27 900
Wijziging van boek 2 van het Burgerlijk Wetboek alsmede enige andere wetten in verband met de openbaarmaking van de bezoldiging en het aandelenbezit van bestuurders en commissarissen

A
OORSPRONKELIJKE TEKST VAN HET VOORSTEL VAN WET EN DE MEMORIE VAN TOELICHTING ZOALS VOORGELEGD AAN DE RAAD VAN STATE VOOR ZOVER NADIEN GEWIJZIGD

Voorstel van wet

Artikel I

1. Lid 1 van artikel 2:383c BW luidde:

1. De vennootschap doet opgave van het bedrag van de bezoldiging voor iedere bestuurder.
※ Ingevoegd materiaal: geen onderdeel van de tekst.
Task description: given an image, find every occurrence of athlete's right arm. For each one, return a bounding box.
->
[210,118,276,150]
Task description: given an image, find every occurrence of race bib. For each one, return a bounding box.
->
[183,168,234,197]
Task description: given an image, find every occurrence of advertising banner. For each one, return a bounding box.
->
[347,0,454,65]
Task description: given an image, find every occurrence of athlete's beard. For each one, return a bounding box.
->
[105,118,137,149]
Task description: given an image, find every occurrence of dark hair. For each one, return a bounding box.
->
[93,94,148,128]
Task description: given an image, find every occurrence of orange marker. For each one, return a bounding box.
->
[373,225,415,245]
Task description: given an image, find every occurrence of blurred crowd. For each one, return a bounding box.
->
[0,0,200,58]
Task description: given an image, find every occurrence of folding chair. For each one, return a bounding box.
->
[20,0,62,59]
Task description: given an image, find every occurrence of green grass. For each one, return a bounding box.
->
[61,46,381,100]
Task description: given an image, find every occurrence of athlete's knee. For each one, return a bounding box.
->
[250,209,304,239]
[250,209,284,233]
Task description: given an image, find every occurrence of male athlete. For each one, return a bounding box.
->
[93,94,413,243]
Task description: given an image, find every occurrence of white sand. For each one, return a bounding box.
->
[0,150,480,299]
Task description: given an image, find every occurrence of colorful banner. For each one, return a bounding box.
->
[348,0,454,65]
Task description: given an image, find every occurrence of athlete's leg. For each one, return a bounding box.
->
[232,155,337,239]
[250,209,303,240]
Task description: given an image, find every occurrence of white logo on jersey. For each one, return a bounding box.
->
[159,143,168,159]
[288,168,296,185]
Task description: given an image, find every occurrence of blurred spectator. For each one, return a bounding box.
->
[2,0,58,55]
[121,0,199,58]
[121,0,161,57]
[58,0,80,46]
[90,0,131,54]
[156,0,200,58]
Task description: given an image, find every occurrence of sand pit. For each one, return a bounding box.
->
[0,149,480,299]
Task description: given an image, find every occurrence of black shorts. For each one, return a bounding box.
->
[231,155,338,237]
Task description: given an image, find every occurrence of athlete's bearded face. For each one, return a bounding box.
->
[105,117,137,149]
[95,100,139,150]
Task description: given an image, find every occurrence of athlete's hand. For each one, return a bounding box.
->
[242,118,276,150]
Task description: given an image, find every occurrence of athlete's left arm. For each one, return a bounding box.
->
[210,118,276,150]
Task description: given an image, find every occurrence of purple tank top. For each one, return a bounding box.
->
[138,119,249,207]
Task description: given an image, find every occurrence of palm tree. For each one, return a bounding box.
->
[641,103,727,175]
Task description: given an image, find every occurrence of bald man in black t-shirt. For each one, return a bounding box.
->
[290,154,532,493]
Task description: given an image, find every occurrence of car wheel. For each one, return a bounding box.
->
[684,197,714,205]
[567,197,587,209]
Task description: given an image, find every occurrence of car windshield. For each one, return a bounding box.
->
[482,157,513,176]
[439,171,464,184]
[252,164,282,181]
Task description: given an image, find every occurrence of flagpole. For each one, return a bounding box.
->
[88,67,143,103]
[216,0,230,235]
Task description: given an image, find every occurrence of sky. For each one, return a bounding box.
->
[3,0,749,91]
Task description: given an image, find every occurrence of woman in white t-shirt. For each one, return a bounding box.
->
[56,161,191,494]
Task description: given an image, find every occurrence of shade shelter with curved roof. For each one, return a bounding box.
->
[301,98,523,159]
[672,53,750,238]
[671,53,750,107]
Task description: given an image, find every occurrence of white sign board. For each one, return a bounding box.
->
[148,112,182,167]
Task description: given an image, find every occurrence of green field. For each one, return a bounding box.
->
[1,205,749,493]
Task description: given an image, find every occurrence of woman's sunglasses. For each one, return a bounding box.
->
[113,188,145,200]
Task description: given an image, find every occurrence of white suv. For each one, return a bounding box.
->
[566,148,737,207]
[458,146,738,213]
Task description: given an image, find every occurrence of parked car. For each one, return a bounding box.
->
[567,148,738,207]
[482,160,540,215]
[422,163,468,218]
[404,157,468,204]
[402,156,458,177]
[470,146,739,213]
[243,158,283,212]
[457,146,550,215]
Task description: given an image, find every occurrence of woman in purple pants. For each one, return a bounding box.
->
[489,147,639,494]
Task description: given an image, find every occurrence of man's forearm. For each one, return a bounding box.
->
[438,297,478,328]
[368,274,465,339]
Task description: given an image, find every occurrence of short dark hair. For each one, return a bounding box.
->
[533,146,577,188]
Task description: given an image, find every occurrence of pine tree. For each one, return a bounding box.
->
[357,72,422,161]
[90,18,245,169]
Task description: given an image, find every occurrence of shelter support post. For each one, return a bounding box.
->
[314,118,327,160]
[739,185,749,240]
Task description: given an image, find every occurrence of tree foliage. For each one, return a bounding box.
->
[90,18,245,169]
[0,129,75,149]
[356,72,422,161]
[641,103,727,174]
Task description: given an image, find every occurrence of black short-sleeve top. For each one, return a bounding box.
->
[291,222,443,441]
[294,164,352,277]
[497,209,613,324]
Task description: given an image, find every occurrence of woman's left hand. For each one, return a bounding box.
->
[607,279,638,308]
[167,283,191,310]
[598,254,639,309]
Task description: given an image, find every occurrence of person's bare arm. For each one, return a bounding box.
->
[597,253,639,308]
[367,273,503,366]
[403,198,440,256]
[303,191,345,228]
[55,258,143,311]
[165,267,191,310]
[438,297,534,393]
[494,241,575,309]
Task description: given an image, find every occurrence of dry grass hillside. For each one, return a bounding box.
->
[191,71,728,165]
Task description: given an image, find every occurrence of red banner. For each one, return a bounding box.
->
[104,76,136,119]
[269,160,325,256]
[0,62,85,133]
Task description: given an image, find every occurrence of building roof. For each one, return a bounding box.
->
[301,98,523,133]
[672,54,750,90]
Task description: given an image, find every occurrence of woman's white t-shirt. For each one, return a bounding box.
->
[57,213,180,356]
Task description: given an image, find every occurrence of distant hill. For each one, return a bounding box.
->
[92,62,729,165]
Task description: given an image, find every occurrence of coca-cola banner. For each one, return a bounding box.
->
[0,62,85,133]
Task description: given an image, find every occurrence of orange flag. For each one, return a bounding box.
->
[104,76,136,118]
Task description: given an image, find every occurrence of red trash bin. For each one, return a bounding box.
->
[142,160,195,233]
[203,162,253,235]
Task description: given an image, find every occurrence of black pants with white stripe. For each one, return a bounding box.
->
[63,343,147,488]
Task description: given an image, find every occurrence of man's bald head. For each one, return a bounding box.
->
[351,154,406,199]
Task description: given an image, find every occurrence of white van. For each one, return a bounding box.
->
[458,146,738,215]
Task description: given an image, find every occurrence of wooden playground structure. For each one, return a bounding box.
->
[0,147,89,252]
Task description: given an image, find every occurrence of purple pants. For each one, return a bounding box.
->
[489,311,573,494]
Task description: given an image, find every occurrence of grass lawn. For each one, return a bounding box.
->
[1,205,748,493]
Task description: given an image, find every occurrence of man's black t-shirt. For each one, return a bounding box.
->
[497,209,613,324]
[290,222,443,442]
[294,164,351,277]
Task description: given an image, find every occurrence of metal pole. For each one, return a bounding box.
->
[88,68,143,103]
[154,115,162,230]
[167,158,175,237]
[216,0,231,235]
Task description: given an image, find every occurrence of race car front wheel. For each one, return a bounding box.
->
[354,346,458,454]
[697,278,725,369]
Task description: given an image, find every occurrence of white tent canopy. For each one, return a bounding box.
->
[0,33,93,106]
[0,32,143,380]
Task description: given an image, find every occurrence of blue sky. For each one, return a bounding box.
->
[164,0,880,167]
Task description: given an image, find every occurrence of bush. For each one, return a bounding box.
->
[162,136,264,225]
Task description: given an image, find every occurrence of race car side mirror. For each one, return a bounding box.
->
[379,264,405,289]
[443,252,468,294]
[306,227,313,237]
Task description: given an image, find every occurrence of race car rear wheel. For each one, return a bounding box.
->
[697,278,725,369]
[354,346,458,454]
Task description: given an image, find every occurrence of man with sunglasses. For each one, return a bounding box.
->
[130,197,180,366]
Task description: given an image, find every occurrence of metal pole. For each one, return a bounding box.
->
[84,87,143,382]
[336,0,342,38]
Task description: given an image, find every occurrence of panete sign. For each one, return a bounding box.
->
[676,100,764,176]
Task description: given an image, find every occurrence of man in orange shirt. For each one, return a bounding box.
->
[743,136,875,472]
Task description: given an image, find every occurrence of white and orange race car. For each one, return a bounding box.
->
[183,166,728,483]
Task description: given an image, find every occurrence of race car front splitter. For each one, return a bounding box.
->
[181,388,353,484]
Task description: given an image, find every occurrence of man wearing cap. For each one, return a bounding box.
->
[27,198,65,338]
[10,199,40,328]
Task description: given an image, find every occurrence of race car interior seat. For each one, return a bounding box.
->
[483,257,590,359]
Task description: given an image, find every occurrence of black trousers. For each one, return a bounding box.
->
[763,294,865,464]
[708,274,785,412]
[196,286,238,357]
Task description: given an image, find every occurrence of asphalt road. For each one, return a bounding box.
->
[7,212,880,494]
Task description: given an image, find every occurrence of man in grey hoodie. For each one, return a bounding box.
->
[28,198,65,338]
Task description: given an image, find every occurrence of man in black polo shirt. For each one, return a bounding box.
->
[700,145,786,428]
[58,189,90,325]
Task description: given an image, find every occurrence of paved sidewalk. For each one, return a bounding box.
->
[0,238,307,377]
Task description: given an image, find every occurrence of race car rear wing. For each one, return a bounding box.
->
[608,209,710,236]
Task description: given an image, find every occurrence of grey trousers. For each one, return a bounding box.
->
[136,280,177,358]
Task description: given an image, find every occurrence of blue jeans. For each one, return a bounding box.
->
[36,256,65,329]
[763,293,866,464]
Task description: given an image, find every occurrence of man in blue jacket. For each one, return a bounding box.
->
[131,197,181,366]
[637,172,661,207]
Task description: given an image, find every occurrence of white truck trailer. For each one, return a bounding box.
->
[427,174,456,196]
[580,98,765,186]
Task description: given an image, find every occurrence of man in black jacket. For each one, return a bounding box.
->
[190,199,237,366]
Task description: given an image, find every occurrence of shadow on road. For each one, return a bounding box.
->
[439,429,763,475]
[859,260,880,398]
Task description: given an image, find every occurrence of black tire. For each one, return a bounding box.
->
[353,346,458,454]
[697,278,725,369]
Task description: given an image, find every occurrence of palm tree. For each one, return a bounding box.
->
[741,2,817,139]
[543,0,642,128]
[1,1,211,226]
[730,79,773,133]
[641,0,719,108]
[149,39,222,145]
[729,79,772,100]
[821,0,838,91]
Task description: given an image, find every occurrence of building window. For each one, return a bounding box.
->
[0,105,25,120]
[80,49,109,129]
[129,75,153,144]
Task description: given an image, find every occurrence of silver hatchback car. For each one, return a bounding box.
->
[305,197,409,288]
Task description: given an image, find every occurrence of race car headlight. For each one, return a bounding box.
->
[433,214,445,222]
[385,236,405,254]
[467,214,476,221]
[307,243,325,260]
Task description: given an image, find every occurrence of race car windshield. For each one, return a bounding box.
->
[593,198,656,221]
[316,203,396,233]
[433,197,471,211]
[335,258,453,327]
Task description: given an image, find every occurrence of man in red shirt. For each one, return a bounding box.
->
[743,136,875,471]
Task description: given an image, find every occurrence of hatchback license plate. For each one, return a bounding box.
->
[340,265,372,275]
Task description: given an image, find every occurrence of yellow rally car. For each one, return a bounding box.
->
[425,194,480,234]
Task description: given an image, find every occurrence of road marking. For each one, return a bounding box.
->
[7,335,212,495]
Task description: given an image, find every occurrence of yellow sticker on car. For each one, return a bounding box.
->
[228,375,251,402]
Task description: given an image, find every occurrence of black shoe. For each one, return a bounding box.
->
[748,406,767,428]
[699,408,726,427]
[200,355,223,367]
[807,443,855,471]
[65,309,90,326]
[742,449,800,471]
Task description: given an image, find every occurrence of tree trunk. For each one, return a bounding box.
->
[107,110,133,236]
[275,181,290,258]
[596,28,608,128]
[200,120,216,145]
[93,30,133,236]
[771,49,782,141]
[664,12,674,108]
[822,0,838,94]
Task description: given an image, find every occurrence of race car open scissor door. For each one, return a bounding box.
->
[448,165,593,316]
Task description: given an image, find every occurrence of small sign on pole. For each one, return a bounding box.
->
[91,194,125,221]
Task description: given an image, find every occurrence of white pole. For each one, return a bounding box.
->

Dit bedrag wordt uitgesplitst naar

a. periodiek betaalde beloningen,

b. beloningen betaalbaar op termijn,

c. uitkeringen bij beëindiging van het dienstverband,

d. winstdelingen en bonusbetalingen, voor zover deze bedragen in het boekjaar ten laste van de vennootschap zijn gekomen.

2. De laatste volzin van artikel 2:383c lid 3 BW ontbrak.

3. Onderdeel f van artikel 2:383d lid 1 BW ontbrak.

4. De wijziging van artikel 2:391 lid 2 BW ontbrak.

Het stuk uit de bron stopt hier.